2 Ottobre 2019 di fabio pizzul

Da qualche mese Milano è entrata nel mirino di Regione Lombardia.
Ne abbiamo avuto conferma nella seduta di Consiglio regionale di ieri. Ben due mozioni della maggioranza se la prendevano il comune di Milano, accusandolo di voler vessare i cittadini per ragioni esclusivamente ideologiche. Area B e nuove licenze dei taxi sono state presentate come decisioni folli, assolutamente inutili e dannose, in quanto mirate a limitare la libertà di cittadini che hanno il diritto di circolare liberamente senza vedersi costretti a cambiare automobile o a dover affrontare una concorrenza ulteriore nella propria professione. Come già accaduto per la vicenda del biglietto unico, il Consiglio regionale rischia di trasformarsi in una succursale di Palazzo Marino, sede del consiglio comunale milanese, in vista delle non lontanissime (ma neppure così vicine) elezioni amministrative del 2021.

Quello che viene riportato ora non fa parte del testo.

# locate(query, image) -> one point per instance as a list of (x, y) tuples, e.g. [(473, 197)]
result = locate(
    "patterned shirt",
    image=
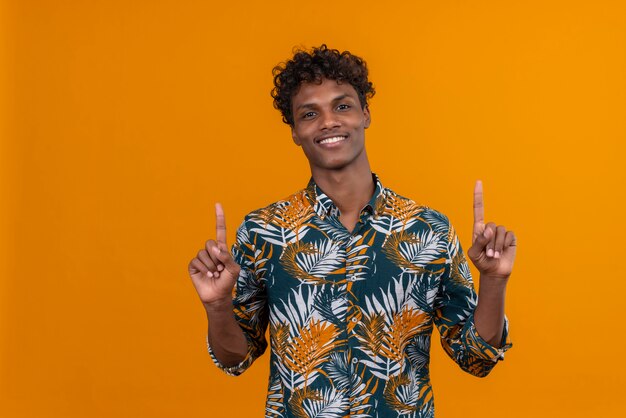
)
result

Beppe Sala e la sua amministrazione diventano “il nemico” da abbattere e Milano è la fortezza del centrosinistra da espugnare a qualsiasi costo.
Milano sta vivendo un nuovo rinascimento e un’esposizione internazionale mai conosciuta prima: non sarebbe meglio che Regione Lombardia collaborasse con la città più dinamica del Sud Europa? Ma l’obiettivo è evidentemente un altro e la campagna elettorale è già iniziata, alla faccia del pragmatismo e del buon senso che Lega e Forza Italia citano in ogni intervento.
Eppure la storia ci insegna che quanto accade a Milano, nel giro di pochi anni, si estende anche al resto della Lombardia. I provvedimenti definiti illiberali e vessatori che l’amministrazione comunale milanese sta mettendo in atto sul fronte dell’ambiente e dei trasporti credo siano le uniche vere novità della politica lombarda degli ultimi anni. Chiedono sacrifici ai cittadini, non c’è dubbio, ma siamo proprio sicuri che si possa continuare a fare tutto quello che si è fatto negli ultimi decenni?
L’atteggiamento del centrodestra probabilmente farà guadagnare i voti di alcune categorie, ma rischia di rubare il futuro a tutta la Lombardia. Riusciremo a raccontarlo agli elettori?